The main reason we converted this code was to learn. This paper's model seemed like a relatively simple model using out-of-the-box implementations of well studied components of deep learning. really just convolutional layers, fully connected layers and dropout. Also, this model has a state of the art on a few of the Hyperspectral imaging leaderboard on papers with code, something 100% accuracy.
Our initial intent was to build a generalized model into a small framework that could easily be built upon with new models and datasets.
Not a issue with the original code, but something we ended up debugging for far too long. PyTorch's out of the box Cross Entropy Loss function calculates Softmax (log softmax). We were under the impression that we passed the probability into the function rather than computing on logits. This caused our loss to stall in training and followed some un-needed hours of debugging our input data.
Looking at Tensorflow's implementation
it is calculated the same way, but does offer a from_logits
boolean to turn off the internal softmax computation.
Testing code is always a good idea.
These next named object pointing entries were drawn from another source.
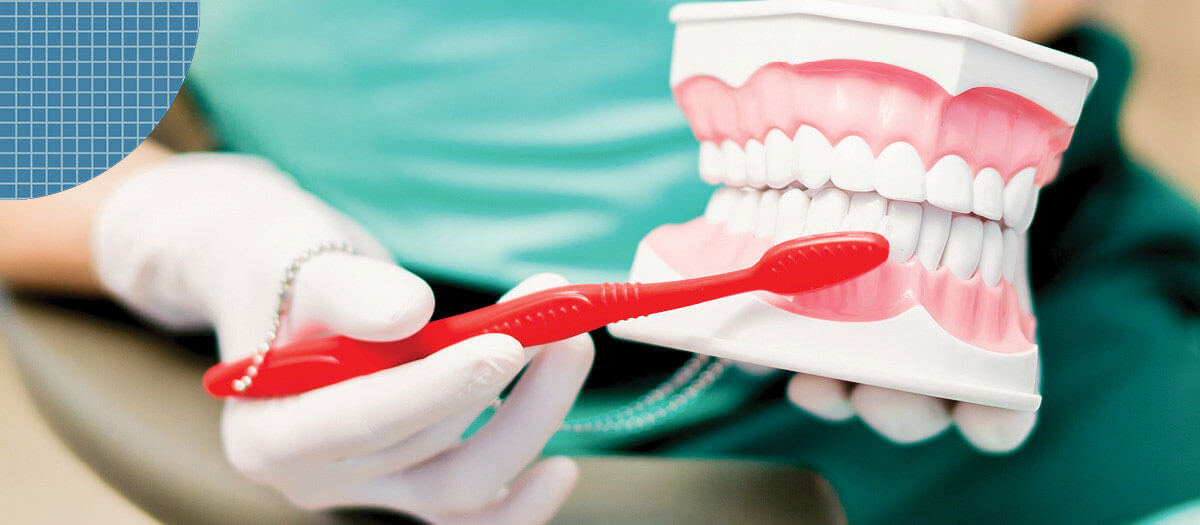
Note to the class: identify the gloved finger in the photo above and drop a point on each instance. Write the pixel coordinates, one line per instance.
(822, 397)
(991, 429)
(359, 297)
(412, 451)
(532, 284)
(519, 430)
(373, 411)
(900, 416)
(533, 500)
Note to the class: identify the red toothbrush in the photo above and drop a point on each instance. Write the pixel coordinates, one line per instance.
(790, 267)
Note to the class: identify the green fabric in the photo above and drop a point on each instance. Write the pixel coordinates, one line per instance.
(481, 142)
(489, 140)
Specifically, there are some complicated transformations done to the hyperspectral imaging and we wanted to generalize them for a framework. In order to do that, we needed to ensure they were working as expected on toy data and unit tests help accomplish this. Most import was testing the transforms required in pre-processing of the image data, which are PCA and the splitting method. Adding unit tests helpped us in two ways. First, writing unit tests helps in understanding what the code is doing which can lead to enhacements. Second, it really helps with debugging, if you can ensure a componenting is working independently of the training pipeline it can be ruled out when debugging.
PyTorch usually uses the depth dimensions as the first dimension in input, (batch_size, channel, depth, width, height)
, see documentation for 3D convolutional layers.
The Tensorflow implementation had depth as the last (batch_size, height, width, depth)
. This caused some
confusion for us, although not related to the code simply the difference in the APIs. The main gotcha in this case is
getting the convolution kernels correct based on the input configuration, where the dimensions need to match.
Although with this the channel dimensions caused some confusion because it's not really used in the model (1). The confusion again came from the difference in APIs, Tensorflow usually places the channel dimension as the last dimension in input (see documentation) whereas PyTorch uses the first dimension. When implementing this doesn't actually matter, any dimension can be used, but it can become confusing when reading documentation or examples from the respective frameworks.
Out initial training runs showed our training data overfitting very quickly and a increasing loss for the testing data. We figured this was a bug and later realized that this was a result of not shuffling the image data before splitting training and testing data. Randomly shuffling after generating the image cubes from the ordinal image allowed us to see training results from the paper. We believe this problem was due to some distribution missing from the training set given the ordering of the cubes after splitting.
The original code base is implemented in a jupyter notebook here using Keras. The code was in decent shape, but we decided to convert this to run in a framework like experiment in PyTorch (discussed above). We experienced the following when running the code in its given state:
- Conversion to Tensorflow 2
- pretty much handles with import Keras from TensorFlow
- Many magic numbers
- Testing data mixed up with training data?
- looking at cell 12, it seems the training and testing data are swapped with using about 30% as training data and 70% and testing data. We assumed this was a mistake.
- Minor issue with saving the model state
acc
versusaccurary
in the model checkpoint definition